Organizations today rely mostly on Disaster Recovery (DR) services to prevent either man-made or natural disasters from causing expensive service disruptions. Unfortunately, current DR services come either at very high cost or with weak guarantees about the amount of data lost and time required to restart operation after a failure.

Virtualized cloud platforms are well suited to providing DR. Under normal operating conditions, a cloud-based DR service may only need a small share of resources to synchronize state from the primary site to the cloud. The full amount of resources required to run the application only needs to be provisioned (and paid for) if a disaster actually happens. The use of automated virtualization platforms for disaster recovery means that additional resources can be rapidly brought online once the disaster is detected. This can dramatically reduce the recovery time after a failure which is a key component in enabling business continuity.

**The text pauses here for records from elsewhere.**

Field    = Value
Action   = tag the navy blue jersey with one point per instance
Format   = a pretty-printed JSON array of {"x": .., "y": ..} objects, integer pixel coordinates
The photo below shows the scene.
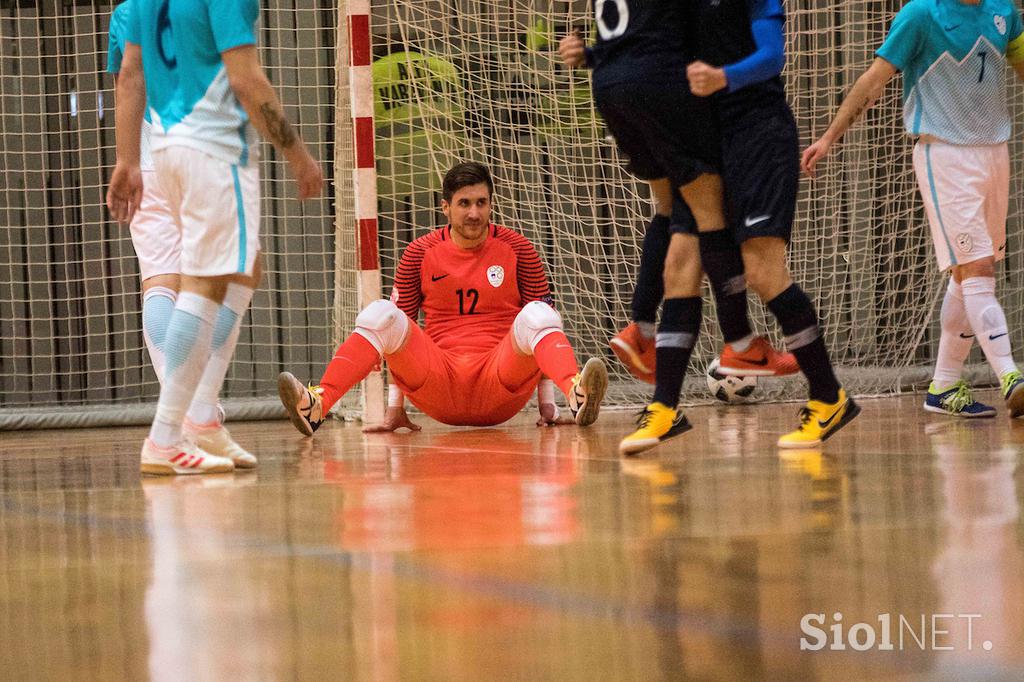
[
  {"x": 650, "y": 40},
  {"x": 726, "y": 37}
]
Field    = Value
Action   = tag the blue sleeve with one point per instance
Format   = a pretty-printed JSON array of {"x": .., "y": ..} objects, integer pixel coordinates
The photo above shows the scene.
[
  {"x": 233, "y": 23},
  {"x": 132, "y": 25},
  {"x": 116, "y": 44},
  {"x": 906, "y": 37},
  {"x": 1016, "y": 27},
  {"x": 766, "y": 61}
]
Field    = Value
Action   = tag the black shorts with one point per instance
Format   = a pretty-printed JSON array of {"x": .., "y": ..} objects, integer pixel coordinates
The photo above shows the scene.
[
  {"x": 663, "y": 128},
  {"x": 761, "y": 173},
  {"x": 682, "y": 220}
]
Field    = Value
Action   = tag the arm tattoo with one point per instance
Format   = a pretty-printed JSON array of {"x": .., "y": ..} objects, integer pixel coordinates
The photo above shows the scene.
[
  {"x": 855, "y": 114},
  {"x": 278, "y": 126}
]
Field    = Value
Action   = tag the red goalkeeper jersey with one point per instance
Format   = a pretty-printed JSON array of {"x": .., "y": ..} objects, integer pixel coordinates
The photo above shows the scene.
[{"x": 469, "y": 297}]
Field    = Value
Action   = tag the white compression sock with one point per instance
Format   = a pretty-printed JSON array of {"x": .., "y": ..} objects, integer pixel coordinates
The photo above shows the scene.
[
  {"x": 956, "y": 339},
  {"x": 158, "y": 304},
  {"x": 225, "y": 337},
  {"x": 187, "y": 351},
  {"x": 988, "y": 323}
]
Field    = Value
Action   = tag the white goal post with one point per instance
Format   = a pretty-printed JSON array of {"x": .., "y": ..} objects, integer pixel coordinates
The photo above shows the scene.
[{"x": 446, "y": 80}]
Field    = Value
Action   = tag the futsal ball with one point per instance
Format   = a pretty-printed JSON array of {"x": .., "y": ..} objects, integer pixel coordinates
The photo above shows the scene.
[{"x": 728, "y": 388}]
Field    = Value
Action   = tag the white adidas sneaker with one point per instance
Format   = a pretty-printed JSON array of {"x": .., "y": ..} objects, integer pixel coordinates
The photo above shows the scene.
[
  {"x": 588, "y": 391},
  {"x": 185, "y": 458},
  {"x": 216, "y": 439}
]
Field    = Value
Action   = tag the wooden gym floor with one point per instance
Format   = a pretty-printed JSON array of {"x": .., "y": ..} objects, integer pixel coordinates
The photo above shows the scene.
[{"x": 521, "y": 553}]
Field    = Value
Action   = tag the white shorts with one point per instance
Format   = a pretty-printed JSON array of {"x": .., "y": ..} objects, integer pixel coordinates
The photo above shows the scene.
[
  {"x": 966, "y": 190},
  {"x": 217, "y": 208},
  {"x": 155, "y": 233}
]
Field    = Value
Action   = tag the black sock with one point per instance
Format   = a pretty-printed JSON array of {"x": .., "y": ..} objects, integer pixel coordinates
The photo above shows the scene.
[
  {"x": 723, "y": 263},
  {"x": 650, "y": 283},
  {"x": 803, "y": 338},
  {"x": 676, "y": 337}
]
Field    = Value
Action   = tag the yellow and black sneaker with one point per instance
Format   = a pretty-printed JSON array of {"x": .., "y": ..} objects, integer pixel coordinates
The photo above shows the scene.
[
  {"x": 655, "y": 424},
  {"x": 818, "y": 421}
]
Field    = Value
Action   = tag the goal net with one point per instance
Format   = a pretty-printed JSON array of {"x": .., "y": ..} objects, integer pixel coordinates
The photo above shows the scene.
[
  {"x": 71, "y": 340},
  {"x": 458, "y": 79},
  {"x": 453, "y": 80}
]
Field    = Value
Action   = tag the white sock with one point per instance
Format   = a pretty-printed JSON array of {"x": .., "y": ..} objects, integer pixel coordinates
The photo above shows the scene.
[
  {"x": 956, "y": 339},
  {"x": 186, "y": 350},
  {"x": 225, "y": 337},
  {"x": 988, "y": 323},
  {"x": 158, "y": 304},
  {"x": 741, "y": 345}
]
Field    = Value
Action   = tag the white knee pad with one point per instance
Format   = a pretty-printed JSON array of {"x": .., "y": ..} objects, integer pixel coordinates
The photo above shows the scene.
[
  {"x": 383, "y": 325},
  {"x": 535, "y": 322}
]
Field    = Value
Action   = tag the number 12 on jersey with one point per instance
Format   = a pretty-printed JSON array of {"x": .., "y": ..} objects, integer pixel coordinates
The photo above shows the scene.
[{"x": 472, "y": 296}]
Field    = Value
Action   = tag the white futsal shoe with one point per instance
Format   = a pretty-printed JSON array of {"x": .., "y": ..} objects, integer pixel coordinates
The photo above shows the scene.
[
  {"x": 185, "y": 458},
  {"x": 216, "y": 439},
  {"x": 588, "y": 391},
  {"x": 302, "y": 403}
]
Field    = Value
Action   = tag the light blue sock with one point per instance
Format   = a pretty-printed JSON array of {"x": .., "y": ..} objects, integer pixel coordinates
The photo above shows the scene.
[
  {"x": 158, "y": 304},
  {"x": 186, "y": 350}
]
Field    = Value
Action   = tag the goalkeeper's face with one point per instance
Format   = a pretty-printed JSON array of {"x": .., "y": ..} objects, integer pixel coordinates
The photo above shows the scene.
[{"x": 469, "y": 213}]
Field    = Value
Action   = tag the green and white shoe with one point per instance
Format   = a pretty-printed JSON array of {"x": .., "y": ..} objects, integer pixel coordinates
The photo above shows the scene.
[{"x": 1013, "y": 392}]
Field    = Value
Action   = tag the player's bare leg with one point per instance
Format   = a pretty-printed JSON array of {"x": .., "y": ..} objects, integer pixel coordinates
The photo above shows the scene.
[
  {"x": 828, "y": 408},
  {"x": 977, "y": 282}
]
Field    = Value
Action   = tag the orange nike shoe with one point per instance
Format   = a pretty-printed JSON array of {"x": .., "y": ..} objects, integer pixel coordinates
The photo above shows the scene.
[
  {"x": 636, "y": 352},
  {"x": 758, "y": 360}
]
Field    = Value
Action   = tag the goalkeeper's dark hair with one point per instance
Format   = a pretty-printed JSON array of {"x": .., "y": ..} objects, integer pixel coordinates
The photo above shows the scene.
[{"x": 463, "y": 175}]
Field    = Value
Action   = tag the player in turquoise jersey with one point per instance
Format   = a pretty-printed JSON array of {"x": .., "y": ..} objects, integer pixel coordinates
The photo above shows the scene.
[
  {"x": 952, "y": 54},
  {"x": 155, "y": 236},
  {"x": 195, "y": 64}
]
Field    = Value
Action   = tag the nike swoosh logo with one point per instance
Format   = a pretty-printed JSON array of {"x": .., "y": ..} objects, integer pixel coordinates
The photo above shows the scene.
[{"x": 832, "y": 419}]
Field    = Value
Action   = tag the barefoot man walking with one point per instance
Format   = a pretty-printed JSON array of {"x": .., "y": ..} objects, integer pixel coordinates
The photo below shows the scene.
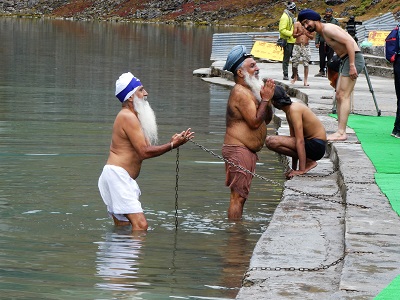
[{"x": 352, "y": 63}]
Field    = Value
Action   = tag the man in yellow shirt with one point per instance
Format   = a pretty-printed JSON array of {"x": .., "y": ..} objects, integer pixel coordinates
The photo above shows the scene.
[{"x": 286, "y": 27}]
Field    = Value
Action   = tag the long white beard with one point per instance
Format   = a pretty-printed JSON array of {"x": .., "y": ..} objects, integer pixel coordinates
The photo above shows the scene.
[
  {"x": 147, "y": 119},
  {"x": 254, "y": 83}
]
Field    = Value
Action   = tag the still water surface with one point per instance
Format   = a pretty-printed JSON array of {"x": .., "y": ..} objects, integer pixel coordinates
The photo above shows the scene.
[{"x": 57, "y": 106}]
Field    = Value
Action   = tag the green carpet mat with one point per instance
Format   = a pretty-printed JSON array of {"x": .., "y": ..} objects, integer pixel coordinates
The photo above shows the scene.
[{"x": 384, "y": 152}]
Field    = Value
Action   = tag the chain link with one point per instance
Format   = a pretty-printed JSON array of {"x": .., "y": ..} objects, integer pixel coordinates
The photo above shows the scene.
[
  {"x": 176, "y": 188},
  {"x": 318, "y": 196},
  {"x": 302, "y": 269}
]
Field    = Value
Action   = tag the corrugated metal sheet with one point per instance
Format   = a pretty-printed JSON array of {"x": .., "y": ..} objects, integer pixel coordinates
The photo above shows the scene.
[
  {"x": 385, "y": 22},
  {"x": 223, "y": 42}
]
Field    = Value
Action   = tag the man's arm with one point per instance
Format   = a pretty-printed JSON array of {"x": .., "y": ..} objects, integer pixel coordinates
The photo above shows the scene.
[
  {"x": 297, "y": 30},
  {"x": 283, "y": 24},
  {"x": 296, "y": 117},
  {"x": 144, "y": 150}
]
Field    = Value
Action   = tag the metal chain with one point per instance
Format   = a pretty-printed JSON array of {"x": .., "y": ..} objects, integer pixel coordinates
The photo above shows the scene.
[
  {"x": 303, "y": 269},
  {"x": 318, "y": 196},
  {"x": 176, "y": 188}
]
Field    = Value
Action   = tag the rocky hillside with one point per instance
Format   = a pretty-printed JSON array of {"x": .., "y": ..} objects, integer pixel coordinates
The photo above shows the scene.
[{"x": 253, "y": 13}]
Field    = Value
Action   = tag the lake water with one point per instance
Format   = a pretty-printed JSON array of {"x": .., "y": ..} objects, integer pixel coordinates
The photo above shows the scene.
[{"x": 57, "y": 106}]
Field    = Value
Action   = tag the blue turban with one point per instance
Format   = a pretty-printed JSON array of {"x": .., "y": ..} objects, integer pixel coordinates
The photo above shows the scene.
[
  {"x": 280, "y": 98},
  {"x": 236, "y": 58},
  {"x": 126, "y": 85},
  {"x": 308, "y": 14}
]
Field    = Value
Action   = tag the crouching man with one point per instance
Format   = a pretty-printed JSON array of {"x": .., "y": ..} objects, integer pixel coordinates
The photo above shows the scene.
[{"x": 307, "y": 141}]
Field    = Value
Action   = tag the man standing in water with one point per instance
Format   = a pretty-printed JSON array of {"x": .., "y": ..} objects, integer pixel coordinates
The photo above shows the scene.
[
  {"x": 134, "y": 139},
  {"x": 352, "y": 64},
  {"x": 248, "y": 112}
]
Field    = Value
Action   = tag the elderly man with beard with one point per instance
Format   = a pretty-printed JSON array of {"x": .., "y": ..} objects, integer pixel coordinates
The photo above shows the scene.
[
  {"x": 134, "y": 139},
  {"x": 307, "y": 141},
  {"x": 248, "y": 112},
  {"x": 352, "y": 63}
]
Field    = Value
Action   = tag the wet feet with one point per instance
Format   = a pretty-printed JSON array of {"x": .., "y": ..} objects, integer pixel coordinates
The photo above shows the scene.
[{"x": 310, "y": 164}]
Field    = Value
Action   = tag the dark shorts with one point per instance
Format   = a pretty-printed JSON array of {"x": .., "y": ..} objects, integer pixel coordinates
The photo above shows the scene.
[
  {"x": 345, "y": 66},
  {"x": 315, "y": 148}
]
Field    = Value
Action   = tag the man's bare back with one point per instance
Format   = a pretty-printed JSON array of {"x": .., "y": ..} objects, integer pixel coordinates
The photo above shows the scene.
[
  {"x": 123, "y": 151},
  {"x": 241, "y": 126},
  {"x": 337, "y": 38},
  {"x": 300, "y": 115}
]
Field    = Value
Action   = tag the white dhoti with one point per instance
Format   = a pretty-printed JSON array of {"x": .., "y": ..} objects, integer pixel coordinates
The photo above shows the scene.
[{"x": 119, "y": 192}]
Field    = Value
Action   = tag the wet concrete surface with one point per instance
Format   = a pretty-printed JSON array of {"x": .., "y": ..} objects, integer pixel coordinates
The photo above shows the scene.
[{"x": 334, "y": 235}]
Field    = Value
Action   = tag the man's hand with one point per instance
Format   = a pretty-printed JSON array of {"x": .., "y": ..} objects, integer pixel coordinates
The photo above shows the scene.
[
  {"x": 267, "y": 90},
  {"x": 178, "y": 139}
]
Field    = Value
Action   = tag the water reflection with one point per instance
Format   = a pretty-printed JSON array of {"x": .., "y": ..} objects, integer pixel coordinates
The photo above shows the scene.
[
  {"x": 118, "y": 258},
  {"x": 57, "y": 108}
]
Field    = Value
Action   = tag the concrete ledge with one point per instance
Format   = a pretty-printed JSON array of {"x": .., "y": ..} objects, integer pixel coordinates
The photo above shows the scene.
[{"x": 317, "y": 247}]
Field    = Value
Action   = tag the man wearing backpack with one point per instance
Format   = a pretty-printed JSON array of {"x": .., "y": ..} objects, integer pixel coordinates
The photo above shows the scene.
[
  {"x": 325, "y": 52},
  {"x": 352, "y": 63},
  {"x": 396, "y": 69},
  {"x": 286, "y": 27}
]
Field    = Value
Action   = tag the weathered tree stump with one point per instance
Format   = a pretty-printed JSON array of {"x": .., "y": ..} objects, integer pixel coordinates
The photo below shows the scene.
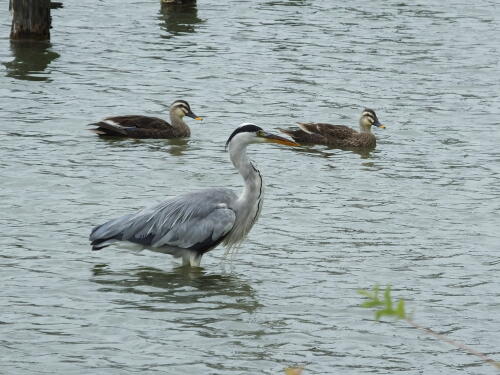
[{"x": 30, "y": 19}]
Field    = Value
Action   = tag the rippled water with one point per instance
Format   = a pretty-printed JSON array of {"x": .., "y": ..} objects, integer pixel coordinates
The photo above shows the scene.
[{"x": 421, "y": 212}]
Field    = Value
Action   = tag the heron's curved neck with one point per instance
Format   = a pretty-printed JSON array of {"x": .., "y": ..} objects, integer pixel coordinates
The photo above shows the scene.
[
  {"x": 250, "y": 174},
  {"x": 178, "y": 123}
]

Key Requirements for Effective DR Service

The requirements for an effective DR Service may be based on business decisions such as the monetary cost of system downtime or data loss, while others can be directly tied to application performance and accuracy.

The level of data protection and speed of recovery depends on the type of backup mechanism used and the nature of resources available at the backup site. In general, DR services fall under one of the following categories:

Hot Backup Site: A hot backup site typically provides a set of mirrored stand-by servers that are always available to run the application once a disaster occurs, providing minimal RTO and RPO. Hot standbys typically use synchronous replication to prevent any data loss due to a disaster.

Warm Backup Site: A warm backup site may keep state up to date with either synchronous or asynchronous replication schemes depending on the necessary RPO. Standby servers to run the application after failure are available, but are only kept in a “warm” state where it may take minutes to bring them online.

Cold Backup Site: In a cold backup site, data is often only replicated on a periodic basis, leading to an RPO of hours or days. In addition, servers to run the application after failure are not readily available, and there may be a delay of hours or days as hardware is brought out of storage or re-purposed from test and development systems, resulting in a high RTO. It can be difficult to support business continuity with cold backup sites, but they are a very low cost option for applications that do not require strong protection or availability guarantees.

Cloud-based Disaster Recovery (DR)

The on-demand nature of cloud computing means that it provides the greatest cost benefit when peak resource demands are much higher than average case demands. This means that cloud platforms can provide the greatest benefit to DR services that require warm stand-by replicas. In this case, the cloud can be used to cheaply maintain the state of an application using low cost resources under ordinary operating conditions.

Only after a disaster occurs, a cloud-based DR Service pays for the more powerful – and expensive – resources required to run the full application. These resources can be provisioned in a matter of seconds or minutes. In contrast, an enterprise using its own private resources for DR must always have servers available to meet the resource needs of the full disaster case, resulting in a much higher cost during normal operation.

Disaster Recovery as a (Cloud) Service

“Cloud-based DR moves the discussion from data center space and hardware to one about cloud capacity planning,” noted Lauren Whitehouse, senior analyst at Enterprise Strategy Group (ESG) in Milford, Massachusetts.

Identifying critical resources and recovery methods is the most relevant aspect during this process, since an organization needs to ensure that all critical apps and data are included in the blueprint. With applications identified and prioritized, and RTOs defined, the organization can then determine the best and most cost-effective methods of achieving the RTOs (by application and service). A combination of cost and recovery objectives drives different levels of disaster recovery.